We hear a lot about gender parity when it comes to cybersecurity, particularly as it relates to closing the gender gap in the workforce. Although the current workforce numbers are encouraging, they still leave vast opportunity for improvement. New research from Cybersecurity Ventures predicts up to 3.5 million job openings in cybersecurity by 2021. Women, however, currently make up only 20 percent of the global cybersecurity workforce. This statistic is even more notable when compared to a recent estimate from the U.S. Department of Labor Bureau of Labor Statistics that nearly half of the U.S. labor force is composed of women.
This year’s International Women’s Day theme, “Balance for Better,” called for gender parity across all industries worldwide. Why is this so important? Because getting women to fully participate in the global economy, according to a 2017 World Economic Forum report, is essential to “the growth, competitiveness and future-readiness of economies and businesses worldwide.” The report estimates that closing the gender gap in economic participation by 25 percent between 2017 and 2025 will result in a U.S. $5.3 trillion increase in the global gross domestic product (GDP).
Mobile and internet security are a must for full economic participation
An important indicator of women’s ability to contribute to the global economy is safe and secure use of technology, particularly mobile handheld devices and wireless internet connectivity. The ubiquitous nature of the internet and mobile devices provides the paradigm by which our society works, plays, communicates and stays connected, and accessibility can empower more women to become part of the global business world. Leveraging technology to advance the world economy requires an information-managed process focused on information assurance and security. As the number of women in the global workforce continues to rise, the use of technology must prioritize security.
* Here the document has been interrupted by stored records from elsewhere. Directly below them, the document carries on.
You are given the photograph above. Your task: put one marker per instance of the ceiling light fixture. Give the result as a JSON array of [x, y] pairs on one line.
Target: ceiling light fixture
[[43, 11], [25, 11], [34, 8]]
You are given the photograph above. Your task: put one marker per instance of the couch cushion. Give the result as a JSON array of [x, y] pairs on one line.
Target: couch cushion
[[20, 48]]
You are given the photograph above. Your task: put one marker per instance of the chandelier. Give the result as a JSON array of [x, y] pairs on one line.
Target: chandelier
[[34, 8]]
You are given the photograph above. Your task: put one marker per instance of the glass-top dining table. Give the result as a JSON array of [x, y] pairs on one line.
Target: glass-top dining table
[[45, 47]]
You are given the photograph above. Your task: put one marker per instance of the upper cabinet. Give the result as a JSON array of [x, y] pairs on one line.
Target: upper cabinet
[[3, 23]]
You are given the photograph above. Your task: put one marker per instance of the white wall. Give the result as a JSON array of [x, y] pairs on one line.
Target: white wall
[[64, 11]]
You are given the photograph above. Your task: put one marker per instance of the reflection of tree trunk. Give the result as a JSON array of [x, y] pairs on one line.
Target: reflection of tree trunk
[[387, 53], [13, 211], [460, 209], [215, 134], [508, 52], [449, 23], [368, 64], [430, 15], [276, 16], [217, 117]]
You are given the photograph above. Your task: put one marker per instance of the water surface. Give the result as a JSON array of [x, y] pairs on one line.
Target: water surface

Smart devices are both personalized (smartphones, wearables) and embedded, as with sensors and Internet of Things (IoT) appliances. All of these connected conveniences create pervasive information systems that go where we go, record what we do, and easily connect to any wireless network in range – sometimes without people knowing it is happening. Mobile devices are capable of collecting large quantities of personal data and sending it into “the cloud,” exposing data to malicious activity with or without explicit consent between the user and the provider.
Secure human behaviors empowered by publicly available information will guide the users of smart technology in protecting confidential business data, as well as personal identity and privacy. Human behavior is repetitive and predictable; therefore, people need to be diligent in using mobile devices, downloading apps and content, and wirelessly connecting to the Internet by using prevention, deterrence, and defense (PDD), especially in the workplace.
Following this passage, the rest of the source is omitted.